Helping students figure out how to manage their time can be tough, and there’s no one-size-fits-all solution to the problem. What works for someone else may not work for them — and that’s one of the reasons finding a time management strategy that works for each student is so difficult.
Someone who is a rocket scientist likely has a different time management strategy than a college student trying to figure out their major, so it doesn’t make sense to expect the same time management technique would work for both of them. No matter where they are in your education process, understanding your time management style based on their personality type is key to succeed long-term.
For example, more outgoing students might benefit from the Eat That Frog technique, in which you do the tasks you like the least first thing. That way, you can get the things you are dreading out of the way to focus on tasks you enjoy more.
More introverted students could benefit from the Einsenhower principle, in which you divide your tasks for the day into 4 sections: urgent, not urgent, important, and not important. This helps students segment their days to learn how to prioritize better and feel prepared to tackle the tasks ahead of them.

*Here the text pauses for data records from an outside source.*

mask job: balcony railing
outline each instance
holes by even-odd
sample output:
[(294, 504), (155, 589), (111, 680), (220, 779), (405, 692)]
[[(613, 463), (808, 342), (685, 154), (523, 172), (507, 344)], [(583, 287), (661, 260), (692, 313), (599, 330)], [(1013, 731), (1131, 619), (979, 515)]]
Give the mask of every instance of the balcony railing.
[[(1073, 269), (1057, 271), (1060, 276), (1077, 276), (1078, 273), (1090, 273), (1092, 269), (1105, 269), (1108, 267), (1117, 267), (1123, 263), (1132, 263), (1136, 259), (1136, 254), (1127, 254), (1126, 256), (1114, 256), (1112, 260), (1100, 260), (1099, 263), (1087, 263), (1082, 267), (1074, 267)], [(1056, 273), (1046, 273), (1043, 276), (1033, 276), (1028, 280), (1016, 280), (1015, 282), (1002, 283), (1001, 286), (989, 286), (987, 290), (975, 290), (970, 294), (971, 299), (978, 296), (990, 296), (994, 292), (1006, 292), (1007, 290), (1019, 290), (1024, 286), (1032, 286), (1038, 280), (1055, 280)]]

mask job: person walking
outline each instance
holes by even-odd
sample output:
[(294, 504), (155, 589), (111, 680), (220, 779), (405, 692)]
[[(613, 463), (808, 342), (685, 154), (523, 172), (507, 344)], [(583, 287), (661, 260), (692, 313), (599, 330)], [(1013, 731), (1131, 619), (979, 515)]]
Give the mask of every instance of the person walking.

Another great technique is the time-blocking technique, which works well for observant and analytical types. With the time-blocking method, you create a list of higher and lower level priority items and set aside a certain amount of time for each. This can help your students learn to multitask without getting overwhelmed, and is a great way to split up their days into more manageable tasks. At first, your students should build buffer time into each of the sections and once they are more comfortable, they will then have a better idea of how long each task will take.
For students filling out college applications, time management is more important than ever. Learning to juggle multiple applications (while keeping track of deadlines, stages of applications, and more) can be difficult for teenagers, but with your help, they can learn the skills they need to thrive in college.
No matter if a student would consider themselves traditionally “good at time management” or not, it’s important to support them in their journey to find a time management tactic that works for them. Time management can be a trial and error process, but teaching students how to manage their time early on can lead to years of success down the line. As they say: give a man a fish and he will eat for a day, but teach a man to fish, and he will eat for a lifetime.
The process of teaching time management to students can be exhausting — it’s no easy feat on either side of it. However, being patient and supporting your students is key to helping guide them to success.